Monday, September 5, 2022

The canon and a book of quotations

 I sometimes think that teachers of literature have tied themselves in knots about the idea of a canon.

It’s a bit like philosophy teachers, who sometimes tie themselves in knots over the is-ought problem. You can, if you’re interested, find some earlier notes about the problems involved in deriving an ought (a moral imperative) from an is (a set of facts)All educated people should know something about those difficulties. But if you are the kind of person who would let a toddler wander onto the freeway without stopping because you’re worried about the is-ought problem, I don’t want to talk to you.

I think English teachers should worry about the problems with having a canon. But those problems shouldn’t stop them.

We are going to have a canon — more accurately, many competing canons — because we are, as Aristotle put it, animals who live in a polis. We’re communal creatures, and so when we hear news we share it.

We share our views on movies and pop songs. We say that the new café is better or worse than the old ones. And we sometimes share our views on more serious things.

In time, what’s said changes. What’s said to be good or better changes. But the idea that you could stop this process entails the idea that you could change human nature overnight.
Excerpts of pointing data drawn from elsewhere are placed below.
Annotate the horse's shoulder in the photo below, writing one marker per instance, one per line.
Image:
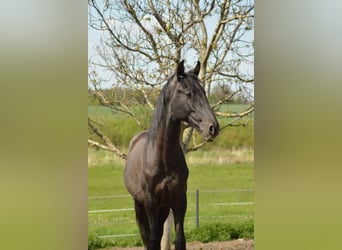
(135, 139)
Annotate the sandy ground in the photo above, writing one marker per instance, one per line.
(240, 244)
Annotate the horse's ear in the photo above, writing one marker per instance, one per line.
(196, 69)
(180, 69)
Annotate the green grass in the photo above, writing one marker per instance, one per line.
(216, 184)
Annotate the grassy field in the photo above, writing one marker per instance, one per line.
(225, 197)
(222, 171)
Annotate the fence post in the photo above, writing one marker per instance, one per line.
(197, 208)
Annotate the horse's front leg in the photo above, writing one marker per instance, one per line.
(152, 212)
(179, 213)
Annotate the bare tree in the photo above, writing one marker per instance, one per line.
(142, 41)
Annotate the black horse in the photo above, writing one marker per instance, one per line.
(156, 172)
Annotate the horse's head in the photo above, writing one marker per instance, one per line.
(189, 103)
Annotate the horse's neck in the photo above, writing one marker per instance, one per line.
(167, 141)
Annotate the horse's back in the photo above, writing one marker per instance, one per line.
(133, 168)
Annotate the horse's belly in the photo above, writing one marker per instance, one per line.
(169, 189)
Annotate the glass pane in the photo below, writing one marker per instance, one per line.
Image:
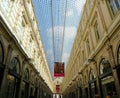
(1, 53)
(14, 65)
(118, 55)
(117, 4)
(113, 7)
(9, 87)
(108, 87)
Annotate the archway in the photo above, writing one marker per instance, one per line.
(107, 84)
(13, 79)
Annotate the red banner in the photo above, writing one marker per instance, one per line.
(58, 69)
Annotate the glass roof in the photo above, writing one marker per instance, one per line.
(58, 21)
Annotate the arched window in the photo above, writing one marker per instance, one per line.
(26, 75)
(118, 61)
(105, 66)
(92, 84)
(14, 65)
(1, 53)
(118, 55)
(92, 75)
(107, 83)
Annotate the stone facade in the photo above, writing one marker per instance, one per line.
(24, 70)
(93, 68)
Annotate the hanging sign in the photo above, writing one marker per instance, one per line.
(59, 69)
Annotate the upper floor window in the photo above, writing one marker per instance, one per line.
(1, 53)
(118, 55)
(88, 46)
(96, 30)
(14, 65)
(104, 66)
(115, 5)
(92, 75)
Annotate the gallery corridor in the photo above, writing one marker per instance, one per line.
(59, 48)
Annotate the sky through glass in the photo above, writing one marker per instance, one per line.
(55, 13)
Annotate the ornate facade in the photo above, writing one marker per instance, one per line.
(94, 65)
(24, 70)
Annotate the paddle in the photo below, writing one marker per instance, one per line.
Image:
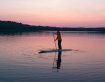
(54, 41)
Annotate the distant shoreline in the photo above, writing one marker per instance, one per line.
(10, 26)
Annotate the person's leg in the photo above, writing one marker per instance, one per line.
(59, 44)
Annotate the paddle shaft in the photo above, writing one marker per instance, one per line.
(55, 42)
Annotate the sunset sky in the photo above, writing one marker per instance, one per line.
(62, 13)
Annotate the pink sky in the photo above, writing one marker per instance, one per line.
(63, 13)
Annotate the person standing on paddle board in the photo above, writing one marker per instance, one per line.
(59, 39)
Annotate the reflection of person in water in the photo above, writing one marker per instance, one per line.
(59, 60)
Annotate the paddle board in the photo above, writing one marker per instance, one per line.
(54, 50)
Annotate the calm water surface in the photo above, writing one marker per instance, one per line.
(20, 60)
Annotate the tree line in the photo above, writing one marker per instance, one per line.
(11, 26)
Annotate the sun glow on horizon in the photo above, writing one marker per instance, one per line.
(63, 13)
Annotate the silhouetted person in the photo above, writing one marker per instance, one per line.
(59, 60)
(59, 39)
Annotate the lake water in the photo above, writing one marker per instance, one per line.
(20, 60)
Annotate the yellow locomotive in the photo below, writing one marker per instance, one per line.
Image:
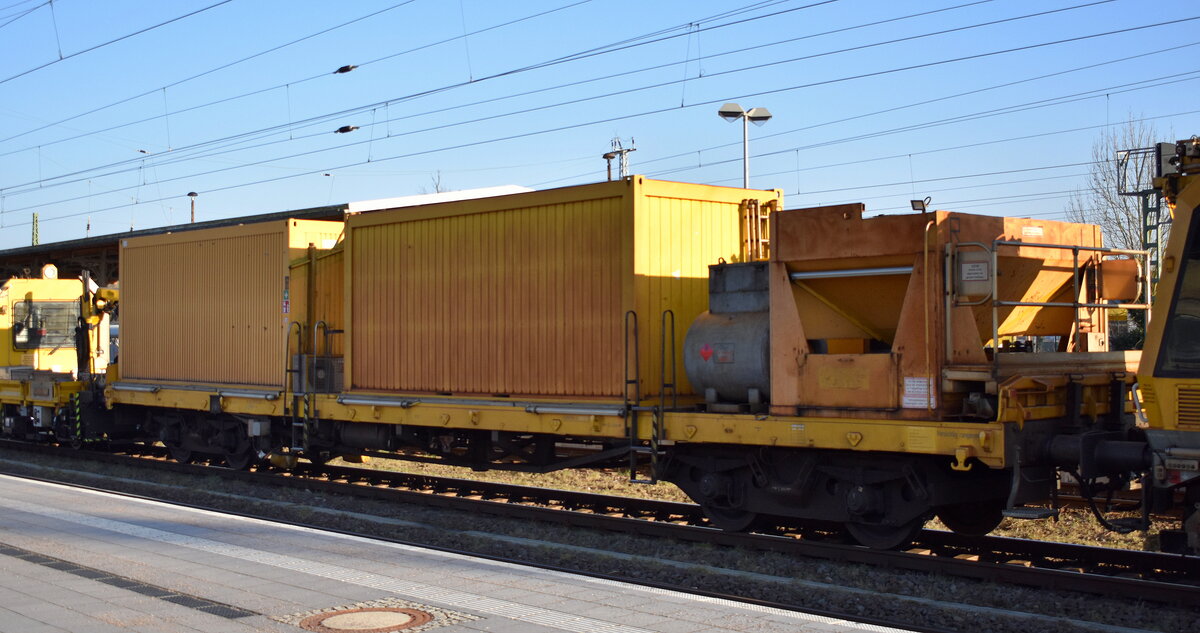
(777, 365)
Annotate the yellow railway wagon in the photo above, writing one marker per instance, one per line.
(529, 294)
(213, 306)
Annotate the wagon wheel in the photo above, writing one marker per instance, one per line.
(877, 536)
(243, 454)
(975, 518)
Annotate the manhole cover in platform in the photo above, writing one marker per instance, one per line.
(370, 620)
(376, 616)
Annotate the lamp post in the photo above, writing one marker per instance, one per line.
(192, 196)
(732, 112)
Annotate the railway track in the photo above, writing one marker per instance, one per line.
(1129, 574)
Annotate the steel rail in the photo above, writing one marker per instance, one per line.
(1128, 574)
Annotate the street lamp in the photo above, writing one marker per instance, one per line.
(192, 196)
(732, 112)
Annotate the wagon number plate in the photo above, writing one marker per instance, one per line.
(1175, 463)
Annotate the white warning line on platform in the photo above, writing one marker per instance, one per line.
(417, 591)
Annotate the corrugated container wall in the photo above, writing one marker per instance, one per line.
(213, 306)
(527, 294)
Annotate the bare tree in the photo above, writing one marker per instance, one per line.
(1119, 216)
(436, 184)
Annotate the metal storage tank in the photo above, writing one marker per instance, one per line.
(213, 306)
(528, 294)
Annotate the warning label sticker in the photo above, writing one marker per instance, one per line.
(918, 393)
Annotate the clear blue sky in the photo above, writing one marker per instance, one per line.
(237, 100)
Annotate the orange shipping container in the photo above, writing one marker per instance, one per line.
(528, 294)
(213, 306)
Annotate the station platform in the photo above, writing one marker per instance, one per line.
(77, 561)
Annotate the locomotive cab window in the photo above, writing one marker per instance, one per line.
(1180, 356)
(43, 324)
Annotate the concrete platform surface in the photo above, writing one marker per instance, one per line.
(81, 561)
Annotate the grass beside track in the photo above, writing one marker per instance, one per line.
(1074, 525)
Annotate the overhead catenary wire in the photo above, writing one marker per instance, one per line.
(1007, 109)
(327, 168)
(324, 73)
(109, 42)
(41, 184)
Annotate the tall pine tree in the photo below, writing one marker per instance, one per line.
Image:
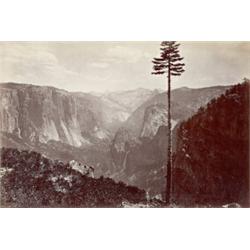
(169, 63)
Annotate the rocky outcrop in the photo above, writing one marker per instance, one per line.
(139, 149)
(42, 114)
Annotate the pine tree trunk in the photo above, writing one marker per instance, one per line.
(169, 160)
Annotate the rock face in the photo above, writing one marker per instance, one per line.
(65, 125)
(139, 149)
(212, 156)
(82, 168)
(41, 114)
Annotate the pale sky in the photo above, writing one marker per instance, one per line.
(112, 66)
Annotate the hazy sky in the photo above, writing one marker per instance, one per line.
(109, 66)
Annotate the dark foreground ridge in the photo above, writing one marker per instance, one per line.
(211, 165)
(30, 180)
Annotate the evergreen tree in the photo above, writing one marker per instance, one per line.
(169, 63)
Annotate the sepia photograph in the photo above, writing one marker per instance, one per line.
(133, 124)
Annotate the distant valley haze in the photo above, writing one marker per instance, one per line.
(116, 66)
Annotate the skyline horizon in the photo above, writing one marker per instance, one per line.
(119, 66)
(122, 90)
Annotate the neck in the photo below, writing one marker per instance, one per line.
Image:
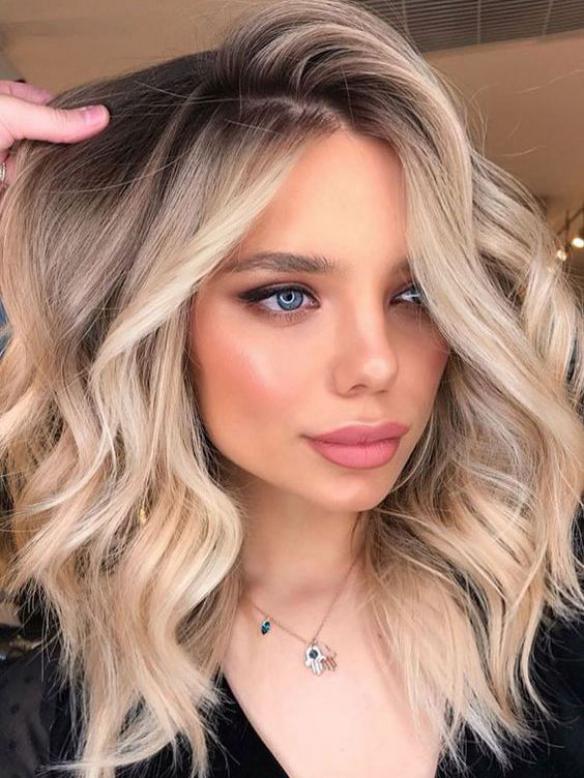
(297, 554)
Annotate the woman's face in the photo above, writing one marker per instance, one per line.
(322, 349)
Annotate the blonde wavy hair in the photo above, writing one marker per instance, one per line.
(104, 242)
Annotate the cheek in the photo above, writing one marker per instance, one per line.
(241, 380)
(422, 369)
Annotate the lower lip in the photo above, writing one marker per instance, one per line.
(360, 456)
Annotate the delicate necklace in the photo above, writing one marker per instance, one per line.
(318, 657)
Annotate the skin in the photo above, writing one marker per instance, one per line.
(356, 353)
(24, 114)
(352, 354)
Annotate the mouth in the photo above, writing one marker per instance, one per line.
(359, 455)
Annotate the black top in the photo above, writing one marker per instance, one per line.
(35, 728)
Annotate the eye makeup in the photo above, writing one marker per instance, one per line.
(254, 297)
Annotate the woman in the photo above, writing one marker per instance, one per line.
(372, 599)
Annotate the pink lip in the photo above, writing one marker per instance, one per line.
(365, 456)
(362, 434)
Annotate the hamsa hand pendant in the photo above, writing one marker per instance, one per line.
(319, 659)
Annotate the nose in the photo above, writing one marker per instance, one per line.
(366, 353)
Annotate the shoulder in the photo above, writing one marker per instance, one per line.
(26, 704)
(558, 750)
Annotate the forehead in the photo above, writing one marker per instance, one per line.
(341, 206)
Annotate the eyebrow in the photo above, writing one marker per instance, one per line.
(287, 262)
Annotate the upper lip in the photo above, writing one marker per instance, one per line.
(359, 434)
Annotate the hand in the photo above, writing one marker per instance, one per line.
(23, 114)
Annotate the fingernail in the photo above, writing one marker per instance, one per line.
(92, 114)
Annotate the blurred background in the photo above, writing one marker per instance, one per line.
(517, 64)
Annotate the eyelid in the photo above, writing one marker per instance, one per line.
(255, 296)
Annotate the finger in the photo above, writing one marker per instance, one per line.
(25, 91)
(20, 119)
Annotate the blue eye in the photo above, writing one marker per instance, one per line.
(290, 297)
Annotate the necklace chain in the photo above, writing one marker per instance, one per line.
(315, 657)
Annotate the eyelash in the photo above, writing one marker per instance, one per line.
(254, 296)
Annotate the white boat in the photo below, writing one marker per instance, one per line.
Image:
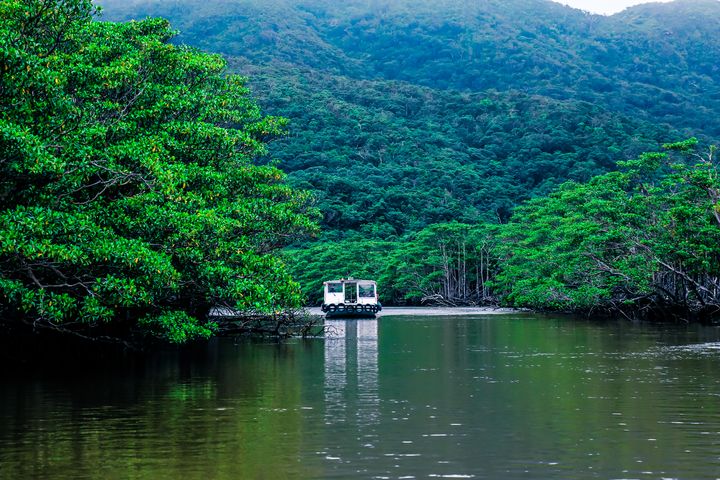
(349, 297)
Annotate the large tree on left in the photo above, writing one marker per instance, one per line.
(129, 200)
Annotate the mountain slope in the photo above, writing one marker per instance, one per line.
(408, 113)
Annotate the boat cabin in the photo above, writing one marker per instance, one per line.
(350, 296)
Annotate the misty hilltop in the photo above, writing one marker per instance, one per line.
(407, 113)
(654, 60)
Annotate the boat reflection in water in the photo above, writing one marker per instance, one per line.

If you want a poor man’s insight into the canons of literature, look at books of quotations. Notice that they change.

If you look at today’s editions, you’ll find fewer specimens of Milton and Tennyson. Perhaps one day there will be more.

Books of quotations reflect what we collectively found worth talking about, worth trying to hold in memory — at the time. We tried to hold these particular words in memory because those lines had been found to appeal to others — at the time. It was a way we could communicate, a way we could live in the polis together.